Other than my new 'Who to Follow' section in my usual blog, I'm reticent to provide critiques or opinions on people, as I think that when a viewpoint is provided based on a narrow set of interactions through social media, that it's not nearly as accurate as if you'd met the individual in person. My goal, especially after my own brief interaction with him online, is to meet Bob Way 'in real life.'
Bob Way strikes me as a thought leader.
He is undoubtedly one of the most intellectually-fearless people I've run across; like David Schwartz, he seems to enjoy tough questions, and relishes philosophical conundrums, challenges, and fascinating bits of human behavior in connection to technology.
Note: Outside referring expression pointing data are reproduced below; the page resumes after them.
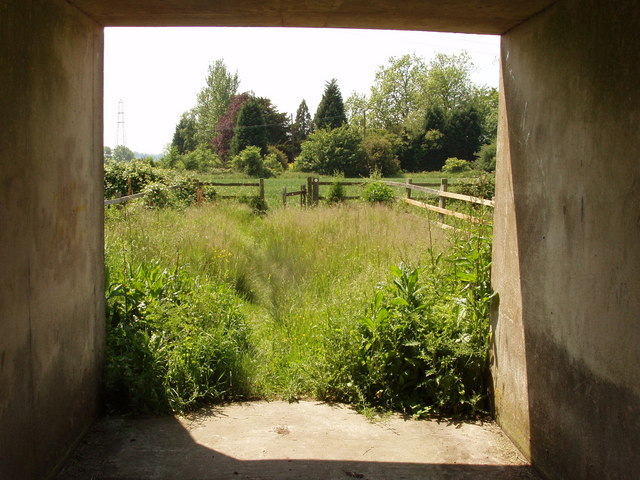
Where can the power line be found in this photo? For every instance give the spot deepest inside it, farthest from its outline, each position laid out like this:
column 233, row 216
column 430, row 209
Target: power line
column 120, row 136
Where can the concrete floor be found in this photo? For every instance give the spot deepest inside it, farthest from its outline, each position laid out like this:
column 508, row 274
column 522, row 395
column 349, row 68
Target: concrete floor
column 305, row 440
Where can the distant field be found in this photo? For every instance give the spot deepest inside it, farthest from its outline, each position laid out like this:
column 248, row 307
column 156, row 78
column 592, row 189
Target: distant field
column 294, row 180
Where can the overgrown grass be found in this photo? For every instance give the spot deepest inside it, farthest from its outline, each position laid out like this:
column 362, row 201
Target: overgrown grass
column 290, row 305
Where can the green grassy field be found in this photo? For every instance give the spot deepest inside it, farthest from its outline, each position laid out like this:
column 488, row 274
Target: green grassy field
column 213, row 302
column 294, row 180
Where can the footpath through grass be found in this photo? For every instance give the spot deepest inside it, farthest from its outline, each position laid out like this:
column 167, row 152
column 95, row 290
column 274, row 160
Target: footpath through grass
column 358, row 303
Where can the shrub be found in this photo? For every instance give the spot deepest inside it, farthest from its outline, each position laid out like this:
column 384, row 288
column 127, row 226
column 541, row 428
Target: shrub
column 280, row 156
column 486, row 157
column 328, row 151
column 169, row 350
column 483, row 186
column 380, row 155
column 377, row 192
column 456, row 165
column 118, row 174
column 422, row 345
column 209, row 192
column 250, row 162
column 336, row 193
column 157, row 195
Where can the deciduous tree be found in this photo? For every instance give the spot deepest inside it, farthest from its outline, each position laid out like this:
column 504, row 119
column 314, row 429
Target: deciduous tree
column 301, row 128
column 184, row 137
column 213, row 100
column 250, row 128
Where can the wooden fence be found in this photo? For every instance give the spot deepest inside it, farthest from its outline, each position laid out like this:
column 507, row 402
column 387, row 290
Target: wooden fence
column 443, row 194
column 259, row 184
column 310, row 195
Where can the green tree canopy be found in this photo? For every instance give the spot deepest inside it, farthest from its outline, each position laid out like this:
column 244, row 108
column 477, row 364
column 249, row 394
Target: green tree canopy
column 213, row 100
column 330, row 113
column 276, row 123
column 357, row 108
column 122, row 154
column 227, row 124
column 447, row 83
column 329, row 151
column 301, row 127
column 250, row 128
column 184, row 137
column 395, row 95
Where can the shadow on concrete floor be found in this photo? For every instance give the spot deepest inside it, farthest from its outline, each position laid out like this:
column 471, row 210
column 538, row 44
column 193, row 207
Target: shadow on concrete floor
column 276, row 440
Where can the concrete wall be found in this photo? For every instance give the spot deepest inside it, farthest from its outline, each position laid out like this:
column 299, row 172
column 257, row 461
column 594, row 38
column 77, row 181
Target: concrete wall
column 51, row 274
column 567, row 246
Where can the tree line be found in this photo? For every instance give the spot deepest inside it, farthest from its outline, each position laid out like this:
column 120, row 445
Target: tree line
column 415, row 117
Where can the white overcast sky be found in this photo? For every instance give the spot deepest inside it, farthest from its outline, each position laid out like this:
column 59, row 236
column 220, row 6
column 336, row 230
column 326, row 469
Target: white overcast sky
column 157, row 72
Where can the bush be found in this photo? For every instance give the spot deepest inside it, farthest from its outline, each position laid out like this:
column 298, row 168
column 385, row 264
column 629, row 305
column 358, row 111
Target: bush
column 486, row 157
column 456, row 165
column 336, row 193
column 329, row 151
column 483, row 186
column 169, row 350
column 209, row 192
column 380, row 155
column 117, row 175
column 278, row 155
column 250, row 162
column 157, row 195
column 422, row 346
column 377, row 192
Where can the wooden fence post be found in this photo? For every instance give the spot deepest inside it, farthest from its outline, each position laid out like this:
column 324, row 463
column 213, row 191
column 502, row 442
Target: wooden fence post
column 442, row 201
column 199, row 195
column 316, row 191
column 309, row 191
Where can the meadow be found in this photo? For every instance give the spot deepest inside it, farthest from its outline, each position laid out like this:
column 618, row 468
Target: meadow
column 364, row 303
column 294, row 180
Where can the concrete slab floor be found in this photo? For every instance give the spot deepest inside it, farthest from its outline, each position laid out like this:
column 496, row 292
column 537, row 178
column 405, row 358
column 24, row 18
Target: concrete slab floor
column 305, row 440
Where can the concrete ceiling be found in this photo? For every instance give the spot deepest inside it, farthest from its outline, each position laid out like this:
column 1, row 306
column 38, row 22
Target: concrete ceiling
column 468, row 16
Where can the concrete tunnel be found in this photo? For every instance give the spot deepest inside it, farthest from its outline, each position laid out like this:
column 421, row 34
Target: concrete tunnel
column 565, row 326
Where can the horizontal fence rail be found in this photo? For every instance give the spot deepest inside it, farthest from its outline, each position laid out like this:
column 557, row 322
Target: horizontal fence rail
column 310, row 195
column 259, row 184
column 443, row 193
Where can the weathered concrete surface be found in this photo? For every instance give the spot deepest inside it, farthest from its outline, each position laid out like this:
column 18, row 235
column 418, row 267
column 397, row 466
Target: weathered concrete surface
column 305, row 440
column 567, row 263
column 470, row 16
column 51, row 287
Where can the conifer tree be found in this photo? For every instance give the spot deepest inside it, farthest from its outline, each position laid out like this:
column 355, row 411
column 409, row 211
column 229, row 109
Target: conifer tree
column 250, row 129
column 301, row 128
column 330, row 113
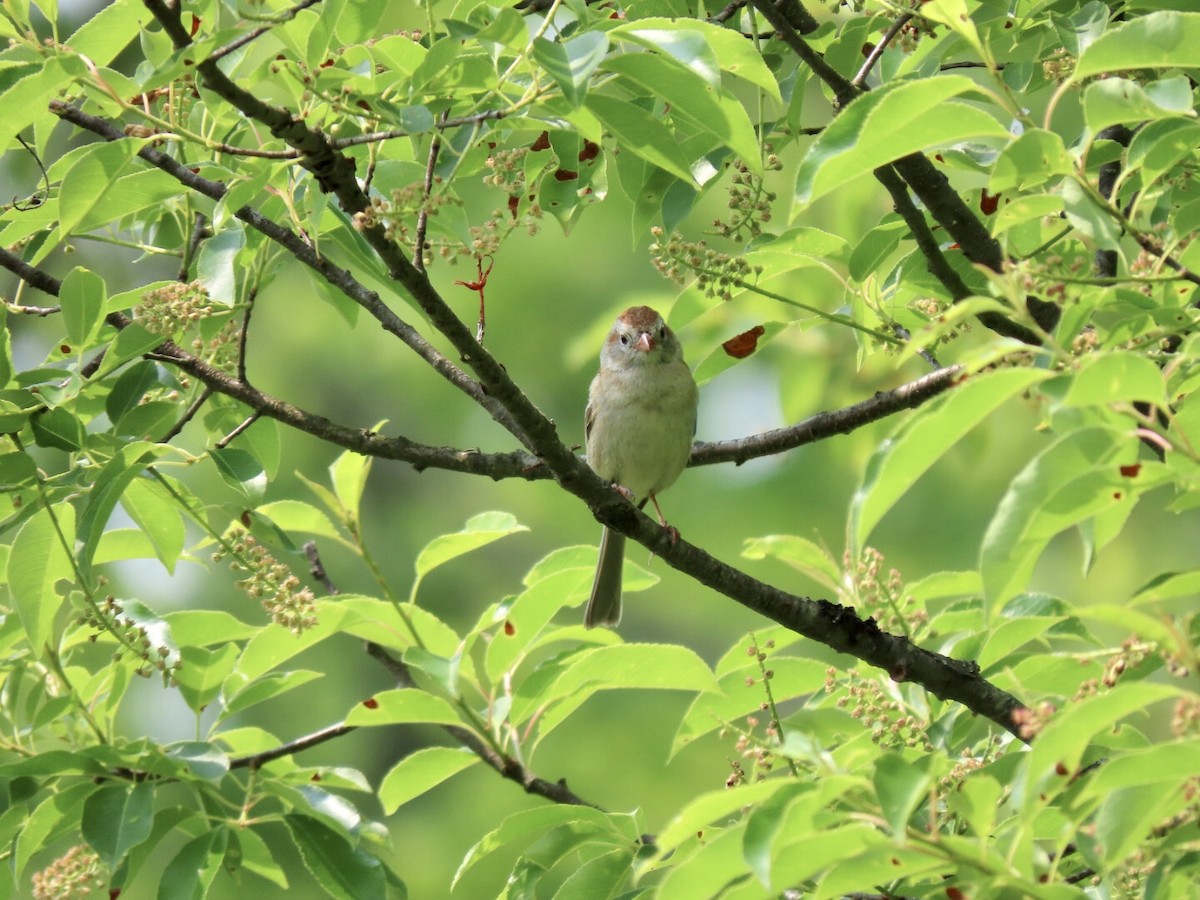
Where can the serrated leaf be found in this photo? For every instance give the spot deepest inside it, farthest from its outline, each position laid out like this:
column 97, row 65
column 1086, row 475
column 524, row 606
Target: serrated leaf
column 118, row 817
column 342, row 870
column 190, row 873
column 39, row 561
column 82, row 298
column 522, row 826
column 887, row 124
column 1161, row 40
column 571, row 63
column 420, row 772
column 931, row 432
column 94, row 173
column 480, row 531
column 639, row 132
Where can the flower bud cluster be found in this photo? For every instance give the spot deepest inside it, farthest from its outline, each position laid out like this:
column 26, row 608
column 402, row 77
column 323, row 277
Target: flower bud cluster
column 269, row 581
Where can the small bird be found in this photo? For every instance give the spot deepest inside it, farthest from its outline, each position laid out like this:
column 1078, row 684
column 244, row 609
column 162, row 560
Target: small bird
column 641, row 419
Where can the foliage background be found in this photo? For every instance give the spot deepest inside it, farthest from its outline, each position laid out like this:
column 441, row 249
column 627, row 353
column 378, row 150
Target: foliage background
column 551, row 298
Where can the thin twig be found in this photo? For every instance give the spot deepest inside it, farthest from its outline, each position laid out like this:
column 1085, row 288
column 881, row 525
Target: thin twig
column 423, row 216
column 859, row 79
column 280, row 18
column 189, row 414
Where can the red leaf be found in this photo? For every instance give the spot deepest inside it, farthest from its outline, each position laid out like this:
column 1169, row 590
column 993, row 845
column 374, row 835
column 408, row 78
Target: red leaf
column 745, row 343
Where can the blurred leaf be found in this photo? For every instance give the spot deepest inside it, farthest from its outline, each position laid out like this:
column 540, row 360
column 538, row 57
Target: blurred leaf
column 244, row 696
column 241, row 472
column 1061, row 744
column 339, row 868
column 89, row 179
column 532, row 822
column 901, row 783
column 1161, row 40
column 571, row 63
column 480, row 531
column 118, row 817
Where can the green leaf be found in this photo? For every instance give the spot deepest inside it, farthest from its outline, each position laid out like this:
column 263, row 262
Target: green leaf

He is self-deprecating. Not in a shallow effort to further elevate his own status, but as a tool in connecting to others online in a way that puts them at-ease in a setting where the free flow of ideas can happen naturally and without obstruction. But make no mistake, no matter how comfortable you may feel: He is formidable. I get the profound sense of a 'quiet superhero' in his interactions online, just in the little that I've read from him.
And he's a talented author in his own right.
If you've read any posts from him so far on XRP Chat, you might have already come to the same conclusion. Not only did he not need me to write this blog post, I was honored that he even responded. It seems that he, like so many others that have graduated from the hard-knock 'School of Early Ripple,' is a master communicator.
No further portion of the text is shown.